1. Introduction
Portable audio players (PAPs) were first sold in 1979 and are still available in 2017 all over the world. With PAPs, users can enjoy music with ease on a daily basis, anytime and anywhere. The performance of PAPs has been improved, and new functions have been added, such as smaller size, change in storage mediums, additional communication functions, improved tone quality, additional display devices, and improved operability. However, much room still exists for improving the operability of PAPs. This is because PAPs must currently be manually manipulated via the user interface on the main unit or through the use of a remote controller mounted on the earphone cable. Thus, users who do not have full use of their hands, such as those holding baggage or grasping a strap while standing on a train or bus or people with physical disabilities, have difficulty operating PAPs. Therefore, we believe that adding a hands-free operation function to PAPs is necessary to improve their operability.

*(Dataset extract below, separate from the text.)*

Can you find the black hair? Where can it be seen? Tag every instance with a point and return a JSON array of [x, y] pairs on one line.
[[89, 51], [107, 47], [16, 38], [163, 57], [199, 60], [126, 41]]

Our group has previously investigated hands-free operation components in wearable devices [
1,
2,
3,
4,
5], including device operation via the user’s blinking or back-teeth chewing; however, for the hands-free operation of PAPs, the movement of the tongue would be better suited than blinking or back-teeth chewing, because if a PAP is used while walking, the action of closing the eyes can be dangerous, since sight is momentarily lost and the action of back-teeth chewing is dangerous, as the user may mistakenly bite his or her own tongue. In addition, even users who have impaired vision, damaged teeth, or reduced jaw strength or those with physical disabilities in their arms or legs can perform tongue movements. Moreover, since the operation does not depend on language, it can be used worldwide.
One method of estimating the movement of the tongue for hands-free interfaces involves invasively attaching a permanent magnet to the tip of the tongue and tracking the movement of the magnet using a magnetic sensor attached to the cheek or another nearby position [
6,
7,
8]. However, noninvasive methods are more desirable for hands-free operation of PAPs. A noninvasive method for estimating the movement of the tongue involves attaching the electrodes to the cheek or jaw and using electromyography (EMG) to measure the electrical signals generated by the tongue movements [
9,
10]. However, the electrodes must be applied to the cheeks or jaws, which is inconvenient and unaesthetic; thus, this method is not suitable for easy, everyday, hands-free operation of PAPs. Other studies have used a mouthpiece-type EMG sensor to measure the EMG signal within the oral cavity; these measurements can be used to estimate the movement of the tongue and can be applied to the computer interface [
11]. Dental retainers with built-in light sensors [
12] and joysticks for the tongue [
13] have also been used instead of mouthpieces to measure tongue movements for people with quadriplegia; one study using a joystick designed for persons without any disability targeted actors wearing costumes [
14]. However, for PAP operation, not placing a sensor in the mouth is desirable.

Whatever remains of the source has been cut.